Беверли вернулась в гостиницу в такой глубокой задумчивости, что убогий вид ее временного обиталища не произвел на нее впечатления; ее не развеселили ни солидное собрание буклетов, разложенных на стойке регистрации (она не глядя догадалась, что там рекламируются места, которые станет посещать только умственно отсталый), ни якобы остроумные постеры, которыми была оклеена стенка бара, ни чудовищные обои в полоску, наверняка купленные на дешевой распродаже.
Она забрала свой ключ, не удостоив ответом девушку за стойкой, которая пожелала ей приятного вечера, и поднялась к себе, поглощенная своими мыслями. Оказавшись в номере, она сняла куртку, легла на кровать и уставилась в потолок.
Спал Айзенменгер плохо – в основном из-за моря портвейна, которое угрожающе вздымалось в его желудке. Когда он накануне вернулся, Елена уже спала, поэтому ему пришлось перемещаться на цыпочках и заползать под одеяло с осторожностью вора, пришедшего за драгоценностями. Да и потом он несколько часов лежал без сна, размышляя над тем, что рассказал ему Тристан.
Утром, когда Елена проснулась, у него было ощущение, что он только закончил бег по пересеченной местности, – все тело у него саднило, так что, когда она села в постели, он откликнулся на ее движение протяжным стоном.
Но если он рассчитывал на сочувствие, то его ждало жестокое разочарование.
– Неудивительно, что у тебя похмелье. Когда ты вчера вошел в комнату, я подумала, что кто-то выпустил на волю пьяного носорога.
Это заявление не только удивило Айзенменгера, но и серьезно обидело.
– Не понимаю, о чем ты, – возмутился он. – Я передвигался как бесплотный дух. И ты ни разу не шевельнулась.
Елена склонилась, чтобы поцеловать его, и на ее губах появилась легчайшая из улыбок.
– Не хотелось говорить тебе об этом, милый Джон, но я прекрасно умею притворяться.
Айзенменгер решил не откладывать месть в долгий ящик, и Елена со смехом отпрянула в сторону. Потерпев поражение, он оперся на локоть, а Елена встала с кровати.
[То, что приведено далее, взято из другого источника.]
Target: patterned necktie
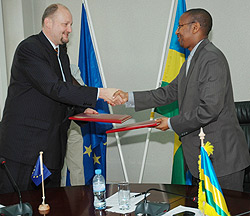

– Иди сюда, – взмолился Айзенменгер, пожирая ее взглядом. На ней ничего не было.
– Значит, тебе не так уж плохо, – откликнулась она.
– Мне уже лучше. Может, ты помассируешь мне шею.
Елена сделала шаг к кровати.
– Никогда не слышала, чтобы это так называлось.
– Ты не была такой, когда мы познакомились. Я потрясен происшедшей в тебе переменой.
Елена подошла еще ближе.
– Это вы развратили меня, доктор Айзенменгер. Я теперь даже белое платье не могу надеть, не испытав при этом всепоглощающего чувства стыда.
– Ничего, мне больше нравится, когда ты ничего не надеваешь…
Он внезапно метнулся и схватил ее, точно так же, как это было при их встрече три года тому назад; она отскочила, залившись счастливым смехом, и ринулась в ванную, а Айзенменгер откинулся на спину и испустил глубокий вздох.
Через некоторое время он встал, влез в халат и направился в сторону ванной, из которой доносился звук льющейся воды.
– Можно войти?
– Это зависит от того… – донесся до него приглушенный голос Елены.
– От чего?
Он не сразу разобрал, что она сказала. Зависит от того, что ты собираешься делать.
Он рассмеялся и открыл дверь. Она, все еще обнаженная, стояла у раковины и чистила зубы. Он подумал было, не приблизиться ли ему к ее соблазнительной попке, но потом решил, что может получить пяткой по матримониальным органам, и предпочел остаться за пределами опасной зоны.
– Ну, чем я занимался вчерашним вечером, уже известно. А что делала ты?
Электрощетка жужжанием оповестила Елену о том, что ее зубы идеально чисты и в ближайшие двенадцать часов не будут подвергаться воздействию тлетворных микроорганизмов. Она умыла лицо и повернулась к Айзенменгеру.
– Я собиралась пораньше лечь. Но у Нелл возникла другая идея.
– Правда? – с заинтересованным видом переспросил Айзенменгер. Он и сам не смог бы объяснить почему, но его интересовало все, что было связано с Нелл.
– У нее есть тайное убежище на верху одной из башен.
– Такое может быть только в замке, – улыбнулся он.
Елена снова отвернулась, потому что он не хотел воспринимать ее всерьез.
– Но в этом есть что-то странное, Джон. Эта комната похожа на детскую, только в ней нет ребенка. Вместо ребенка там кукла.
– Просто ребенок вырос, – предположил Айзенменгер, но даже ему самому это объяснение казалось натянутым.
– Она не любит Тома. По крайней мере, она не испытывает к нему материнских чувств.